Ey genç kardeşim,
Bu çağ, seyirci olma çağı değildir.
Bu çağ, “birileri yapsın” deme çağı hiç değildir…
Toplumlar tembellikle çürür.
İnançsızlıkla dağılır.
Vurdumduymazlıkla teslim olur…
Bugün etrafına bak:
Yüz kişilik bir toplulukta çoğu zaman yalnızca bir ya da iki kişi yükü sırtlanıyor. Diğerleri izliyor. Konuşuyor. Eleştiriyor. Ama harekete geçmiyor. İşte çöküş tam burada başlıyor…
Biz böyle bir gençlik istemiyoruz.
Biz, sağına soluna bakmadan “ben varım” diyebilen bir gençlik istiyoruz…
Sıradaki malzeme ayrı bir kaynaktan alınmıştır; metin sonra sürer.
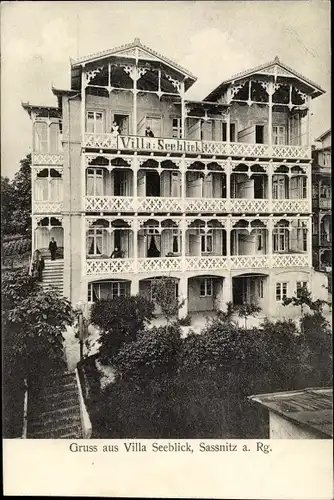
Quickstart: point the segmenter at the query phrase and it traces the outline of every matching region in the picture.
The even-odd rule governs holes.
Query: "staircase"
[[[50,375],[28,389],[28,439],[83,437],[75,373]]]
[[[45,260],[45,267],[42,274],[42,287],[44,289],[54,287],[60,295],[64,293],[64,261]]]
Necip Fazıl’ın dediği gibi:
“Kim var?” denildiğinde,
kimseyi aramadan,
kimseye bakmadan,
ben varım diyebilen bir gençlik…
Ey genç kardeşim,
Bil ki toplumları ayağa kaldıranlar kalabalıklar değildir.
Azimli, inançlı, fedakâr öncülerdir.
Tarihteki bütün büyük dönüşümler, birkaç insanın konforu terk etmesiyle başlamıştır…
Mekke’de her şeyini kaybetmiş küçük bir topluluk vardı.
Kimsesiz ve güçsüzlerdi.
Ama imanlıydılar.
O iman onları Rüstem’in karşısına çıkardı.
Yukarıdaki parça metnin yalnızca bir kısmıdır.